18,000 missed by a hair
NEW YORK — A strong jobs report pushed U.S. and European stocks higher Friday, leaving the Dow Jones industrial average just short of the 18,000 mark.
The Dow Jones industrial average rose 58.69 points, or 0.3 percent, to 17,958.79. The Standard & Poor’s 500 index rose 3.45 points, or 0.2 percent, to 2,075.37. The Nasdaq composite rose 11.32 points, or 0.2 percent, to 4,780.76.
The main focus in the markets was the monthly hiring numbers. The Labor Department said U.S. employers added 321,000 jobs last month, the biggest burst of hiring in nearly three years, while the unemployment rate remained steady at 5.8 percent.
Despite the good news, stock gains were restrained. Investors now expect the robust jobs growth — and other signs the economy is accelerating — could lead the Federal Reserve to raise interest rates sooner than anticipated.
Banks, whose profit margins increase when interest rates rise, were among Friday’s biggest gainers. Safety-focused utility stocks, which tend to perform poorly in an improving economy, were among the biggest decliners, along with energy companies, which were hurt once again as oil prices retreated.
With Friday’s modest increases, the S&P 500 index closed out a seventh-straight week of gains. The stretch was its best winning streak in a year and in stark contrast to the near-correction in the market only 1½ months ago.

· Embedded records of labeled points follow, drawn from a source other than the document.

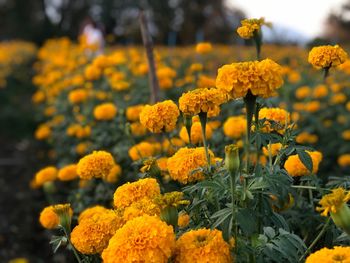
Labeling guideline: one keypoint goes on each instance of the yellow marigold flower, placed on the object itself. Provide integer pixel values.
(272, 148)
(183, 220)
(303, 92)
(46, 174)
(137, 129)
(91, 235)
(202, 246)
(344, 160)
(91, 212)
(141, 150)
(280, 117)
(295, 167)
(43, 132)
(114, 174)
(160, 117)
(143, 239)
(128, 193)
(201, 100)
(327, 56)
(249, 27)
(133, 112)
(262, 78)
(320, 91)
(105, 112)
(77, 96)
(235, 127)
(327, 255)
(142, 207)
(97, 164)
(306, 137)
(203, 48)
(68, 172)
(332, 202)
(196, 133)
(48, 218)
(184, 161)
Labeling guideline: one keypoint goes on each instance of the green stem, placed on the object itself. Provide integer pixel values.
(250, 103)
(203, 120)
(323, 230)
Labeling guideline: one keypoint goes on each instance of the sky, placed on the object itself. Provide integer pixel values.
(304, 17)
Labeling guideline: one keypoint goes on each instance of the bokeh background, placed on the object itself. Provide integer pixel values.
(171, 23)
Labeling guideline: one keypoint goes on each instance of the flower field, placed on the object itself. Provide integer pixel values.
(232, 154)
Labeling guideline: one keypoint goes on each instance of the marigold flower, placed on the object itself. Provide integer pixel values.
(46, 174)
(295, 167)
(142, 150)
(327, 56)
(331, 203)
(48, 218)
(128, 193)
(105, 112)
(196, 133)
(43, 132)
(262, 78)
(113, 175)
(249, 27)
(68, 172)
(91, 235)
(280, 118)
(235, 127)
(184, 161)
(97, 164)
(327, 255)
(143, 239)
(202, 245)
(183, 220)
(201, 100)
(160, 117)
(203, 48)
(344, 160)
(133, 112)
(77, 96)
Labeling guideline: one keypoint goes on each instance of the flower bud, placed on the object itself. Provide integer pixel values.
(232, 161)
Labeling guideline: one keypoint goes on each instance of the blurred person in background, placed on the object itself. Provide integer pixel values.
(92, 34)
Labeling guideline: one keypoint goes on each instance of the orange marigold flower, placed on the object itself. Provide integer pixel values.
(202, 245)
(262, 78)
(184, 161)
(143, 239)
(129, 193)
(160, 117)
(327, 56)
(295, 167)
(97, 164)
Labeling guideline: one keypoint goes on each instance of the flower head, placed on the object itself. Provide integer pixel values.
(295, 167)
(97, 164)
(250, 27)
(327, 255)
(143, 239)
(128, 193)
(91, 235)
(182, 164)
(202, 100)
(202, 245)
(105, 112)
(327, 56)
(333, 201)
(262, 78)
(160, 117)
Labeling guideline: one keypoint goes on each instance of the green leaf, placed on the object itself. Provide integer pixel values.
(305, 159)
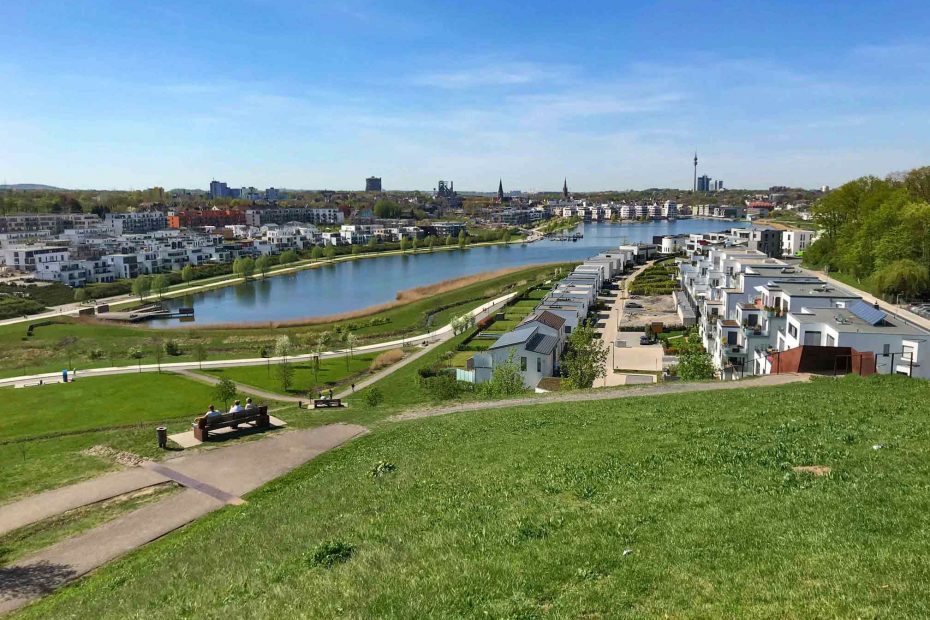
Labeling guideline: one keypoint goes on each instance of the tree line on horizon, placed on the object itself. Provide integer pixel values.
(877, 231)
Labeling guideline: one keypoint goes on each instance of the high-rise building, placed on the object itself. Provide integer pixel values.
(445, 191)
(218, 189)
(695, 171)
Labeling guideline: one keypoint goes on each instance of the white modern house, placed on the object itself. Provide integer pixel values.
(795, 241)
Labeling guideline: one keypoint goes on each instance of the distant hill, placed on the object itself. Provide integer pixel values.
(27, 186)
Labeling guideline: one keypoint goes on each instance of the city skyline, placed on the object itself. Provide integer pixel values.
(174, 94)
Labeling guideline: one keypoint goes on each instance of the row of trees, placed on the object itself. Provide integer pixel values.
(878, 231)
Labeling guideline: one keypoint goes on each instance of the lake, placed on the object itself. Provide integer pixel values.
(353, 285)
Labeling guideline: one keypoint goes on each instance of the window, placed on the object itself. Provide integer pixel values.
(812, 338)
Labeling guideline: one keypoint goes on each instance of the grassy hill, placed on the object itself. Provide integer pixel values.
(674, 506)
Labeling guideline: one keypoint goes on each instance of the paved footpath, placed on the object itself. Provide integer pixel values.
(242, 387)
(658, 389)
(440, 334)
(212, 479)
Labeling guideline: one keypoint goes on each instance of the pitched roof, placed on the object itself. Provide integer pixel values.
(515, 337)
(549, 319)
(541, 344)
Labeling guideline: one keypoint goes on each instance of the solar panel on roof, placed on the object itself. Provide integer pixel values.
(867, 312)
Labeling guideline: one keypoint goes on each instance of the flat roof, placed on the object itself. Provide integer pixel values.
(843, 320)
(810, 289)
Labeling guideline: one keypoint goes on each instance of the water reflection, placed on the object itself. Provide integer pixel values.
(343, 287)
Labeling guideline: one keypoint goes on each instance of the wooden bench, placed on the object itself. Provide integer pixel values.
(258, 416)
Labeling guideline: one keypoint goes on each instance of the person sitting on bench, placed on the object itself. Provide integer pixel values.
(211, 412)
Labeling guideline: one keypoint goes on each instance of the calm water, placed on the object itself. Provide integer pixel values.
(343, 287)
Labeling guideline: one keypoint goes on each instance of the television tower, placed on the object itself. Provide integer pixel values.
(695, 171)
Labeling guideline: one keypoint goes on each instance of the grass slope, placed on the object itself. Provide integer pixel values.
(676, 506)
(332, 373)
(119, 412)
(99, 402)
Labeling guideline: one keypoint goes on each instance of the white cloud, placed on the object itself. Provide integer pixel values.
(491, 73)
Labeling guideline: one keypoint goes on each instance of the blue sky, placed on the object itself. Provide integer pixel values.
(612, 95)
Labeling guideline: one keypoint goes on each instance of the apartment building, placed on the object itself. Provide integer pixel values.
(283, 215)
(55, 223)
(795, 242)
(757, 315)
(136, 222)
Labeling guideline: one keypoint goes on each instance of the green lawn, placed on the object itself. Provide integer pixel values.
(45, 430)
(332, 373)
(460, 359)
(672, 506)
(99, 402)
(79, 344)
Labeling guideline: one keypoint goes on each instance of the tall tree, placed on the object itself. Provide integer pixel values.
(585, 359)
(160, 285)
(141, 286)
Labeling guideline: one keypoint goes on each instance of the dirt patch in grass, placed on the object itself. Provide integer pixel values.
(127, 459)
(814, 470)
(386, 359)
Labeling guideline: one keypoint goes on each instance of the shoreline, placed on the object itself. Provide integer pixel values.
(402, 298)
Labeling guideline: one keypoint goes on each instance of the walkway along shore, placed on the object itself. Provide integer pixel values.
(73, 309)
(439, 335)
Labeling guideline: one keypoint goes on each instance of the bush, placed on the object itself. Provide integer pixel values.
(382, 468)
(443, 386)
(330, 553)
(374, 397)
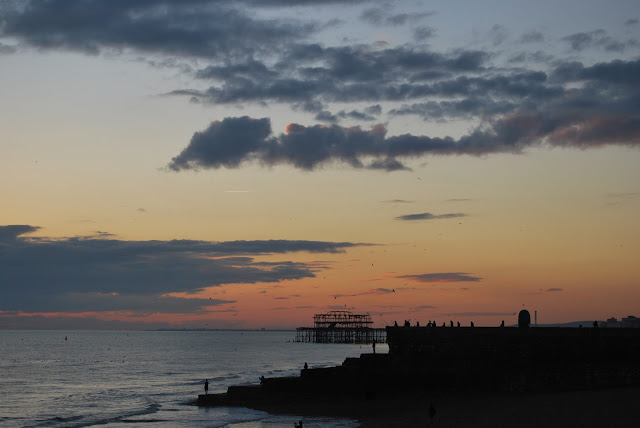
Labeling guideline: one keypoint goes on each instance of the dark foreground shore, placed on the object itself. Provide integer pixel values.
(611, 407)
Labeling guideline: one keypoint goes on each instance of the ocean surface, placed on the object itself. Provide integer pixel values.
(147, 378)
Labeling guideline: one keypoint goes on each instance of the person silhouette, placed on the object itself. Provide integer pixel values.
(432, 413)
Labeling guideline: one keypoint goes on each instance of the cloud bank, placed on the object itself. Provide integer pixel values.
(244, 56)
(99, 274)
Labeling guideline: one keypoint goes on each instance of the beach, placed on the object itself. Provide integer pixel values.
(610, 407)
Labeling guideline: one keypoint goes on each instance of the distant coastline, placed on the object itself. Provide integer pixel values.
(284, 330)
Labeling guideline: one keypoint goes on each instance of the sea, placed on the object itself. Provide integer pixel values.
(150, 378)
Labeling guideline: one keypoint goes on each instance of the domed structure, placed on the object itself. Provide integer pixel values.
(524, 319)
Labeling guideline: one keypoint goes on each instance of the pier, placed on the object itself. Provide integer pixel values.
(341, 327)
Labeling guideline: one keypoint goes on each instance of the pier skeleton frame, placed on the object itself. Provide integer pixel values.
(341, 327)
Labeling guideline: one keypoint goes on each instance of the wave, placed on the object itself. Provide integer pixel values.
(79, 421)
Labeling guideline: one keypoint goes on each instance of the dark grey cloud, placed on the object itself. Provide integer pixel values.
(602, 111)
(367, 114)
(246, 58)
(461, 109)
(442, 277)
(379, 15)
(399, 201)
(198, 28)
(97, 274)
(373, 291)
(598, 39)
(428, 216)
(533, 36)
(482, 314)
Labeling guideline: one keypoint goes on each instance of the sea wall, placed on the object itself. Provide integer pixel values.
(427, 359)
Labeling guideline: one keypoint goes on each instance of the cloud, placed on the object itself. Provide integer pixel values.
(246, 57)
(372, 291)
(549, 290)
(597, 39)
(442, 277)
(428, 216)
(482, 314)
(98, 274)
(195, 28)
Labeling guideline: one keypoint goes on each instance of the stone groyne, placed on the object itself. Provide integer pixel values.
(424, 360)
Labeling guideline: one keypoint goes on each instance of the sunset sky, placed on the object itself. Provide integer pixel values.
(247, 164)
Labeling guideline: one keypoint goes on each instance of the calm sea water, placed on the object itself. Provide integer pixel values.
(125, 379)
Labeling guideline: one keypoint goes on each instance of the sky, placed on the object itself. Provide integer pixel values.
(248, 164)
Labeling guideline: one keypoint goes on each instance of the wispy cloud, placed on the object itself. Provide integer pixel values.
(442, 277)
(100, 274)
(372, 291)
(429, 216)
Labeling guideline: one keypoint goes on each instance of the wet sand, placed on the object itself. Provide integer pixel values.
(612, 407)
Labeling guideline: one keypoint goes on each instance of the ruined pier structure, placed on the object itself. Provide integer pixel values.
(341, 327)
(424, 360)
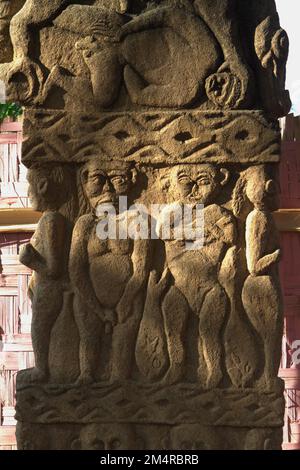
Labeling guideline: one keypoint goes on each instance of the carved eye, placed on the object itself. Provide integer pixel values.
(115, 444)
(118, 180)
(98, 445)
(203, 180)
(184, 179)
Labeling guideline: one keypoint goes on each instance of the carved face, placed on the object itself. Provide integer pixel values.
(104, 183)
(48, 188)
(199, 184)
(108, 437)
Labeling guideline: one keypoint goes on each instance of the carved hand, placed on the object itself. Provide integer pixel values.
(156, 288)
(124, 309)
(27, 253)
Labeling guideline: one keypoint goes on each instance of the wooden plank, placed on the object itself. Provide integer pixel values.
(9, 138)
(19, 216)
(18, 228)
(15, 126)
(15, 347)
(7, 435)
(9, 361)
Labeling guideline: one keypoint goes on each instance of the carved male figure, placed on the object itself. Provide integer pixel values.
(47, 254)
(108, 276)
(196, 272)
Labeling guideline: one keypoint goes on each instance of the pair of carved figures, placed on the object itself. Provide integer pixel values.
(180, 319)
(171, 53)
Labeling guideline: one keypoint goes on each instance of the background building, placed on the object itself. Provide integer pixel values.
(17, 222)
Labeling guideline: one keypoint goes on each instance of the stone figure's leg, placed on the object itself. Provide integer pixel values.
(175, 311)
(45, 310)
(263, 306)
(123, 343)
(211, 320)
(90, 328)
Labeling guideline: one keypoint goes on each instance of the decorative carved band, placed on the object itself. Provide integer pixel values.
(151, 137)
(148, 404)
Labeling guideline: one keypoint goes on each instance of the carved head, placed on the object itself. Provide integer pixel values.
(263, 439)
(48, 188)
(191, 184)
(108, 437)
(256, 187)
(105, 182)
(195, 437)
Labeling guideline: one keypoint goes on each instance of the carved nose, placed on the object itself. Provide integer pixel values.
(107, 186)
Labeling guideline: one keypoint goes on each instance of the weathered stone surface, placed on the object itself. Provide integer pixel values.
(152, 137)
(141, 403)
(151, 343)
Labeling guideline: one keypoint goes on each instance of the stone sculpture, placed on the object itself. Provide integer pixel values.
(167, 343)
(47, 255)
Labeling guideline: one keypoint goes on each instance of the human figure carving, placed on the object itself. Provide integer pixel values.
(8, 8)
(261, 293)
(108, 276)
(47, 255)
(195, 273)
(34, 15)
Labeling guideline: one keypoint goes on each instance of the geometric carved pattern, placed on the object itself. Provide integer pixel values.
(151, 137)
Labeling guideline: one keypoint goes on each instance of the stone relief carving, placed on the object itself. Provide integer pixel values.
(108, 275)
(47, 255)
(167, 347)
(261, 292)
(8, 8)
(152, 137)
(195, 42)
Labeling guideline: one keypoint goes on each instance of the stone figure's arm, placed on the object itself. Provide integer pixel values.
(140, 260)
(141, 268)
(33, 13)
(50, 263)
(256, 240)
(149, 20)
(79, 266)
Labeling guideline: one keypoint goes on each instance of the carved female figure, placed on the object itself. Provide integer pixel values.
(261, 293)
(47, 254)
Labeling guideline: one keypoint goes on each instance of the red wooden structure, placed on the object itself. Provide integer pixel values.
(15, 312)
(290, 278)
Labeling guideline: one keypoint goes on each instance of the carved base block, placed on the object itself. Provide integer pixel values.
(147, 417)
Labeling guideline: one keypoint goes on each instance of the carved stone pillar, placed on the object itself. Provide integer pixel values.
(147, 343)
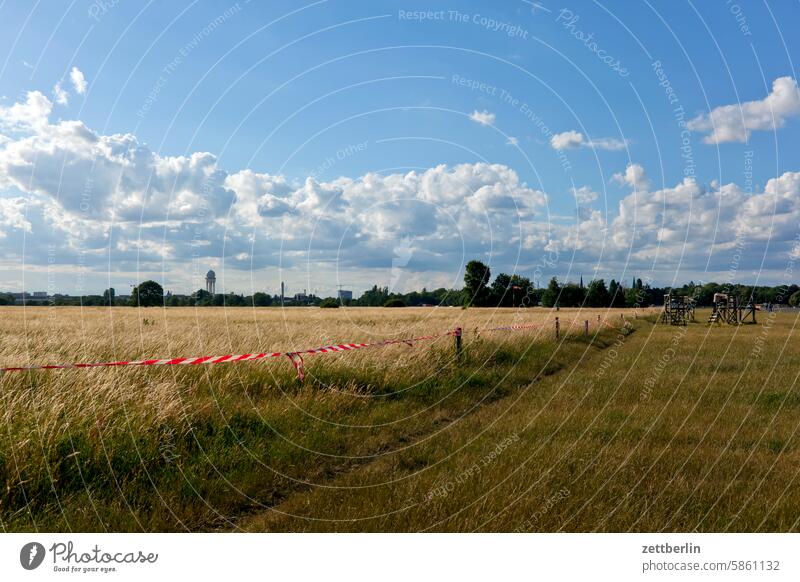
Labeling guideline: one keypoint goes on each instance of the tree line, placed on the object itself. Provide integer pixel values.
(479, 290)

November’s jobs report, as well as other positive economic data, could raise expectations among investors that the Federal Reserve will soon start raising interest rates. Last month marks the 10th-straight month of job gains above 200,000, and would put 2014 on track to be the best year for hiring since 1999.
The yield on the benchmark 10-year U.S. Treasury note climbed to 2.31 percent from 2.24 percent the day before as investors sold bonds in anticipation of higher rates.
Not all stocks would be losers in a higher interest-rate environment. Bank stocks rose Friday, with JPMorgan Chase, Citigroup, Bank of America and Wells Fargo up 1 percent to 2.5 percent. Higher interest rates would allow banks to charge more for loans and would increase profits.
Still, the gains weren’t enough to push the Dow to another round-number landmark. Just five months after cresting the 17,000-point level for the first time, the Dow is on the verge of 18,000. The blue chips came within nine points of that figure Friday, before pulling back.
Benchmark U.S. crude fell 97 cents to close at $65.84 a barrel in New York.
Energy stocks followed oil prices lower. Chevron fell $1.41, or 1.3 percent, to $110.87. Marathon Petroleum lost $4.52, or 4.7 percent, to $92.15, and Phillips 66 fell $1.95, or 2.6 percent, to $73.02.
Along with the improving economy, the drop in oil prices has been encouraging to investors. Lower oil prices, and in turn lower gas prices, are effectively a tax cut on the average U.S. consumer, and it could translate into higher consumer spending down the road.
The dollar rose against other currencies as traders anticipated more robust growth in the U.S. and higher interest rates.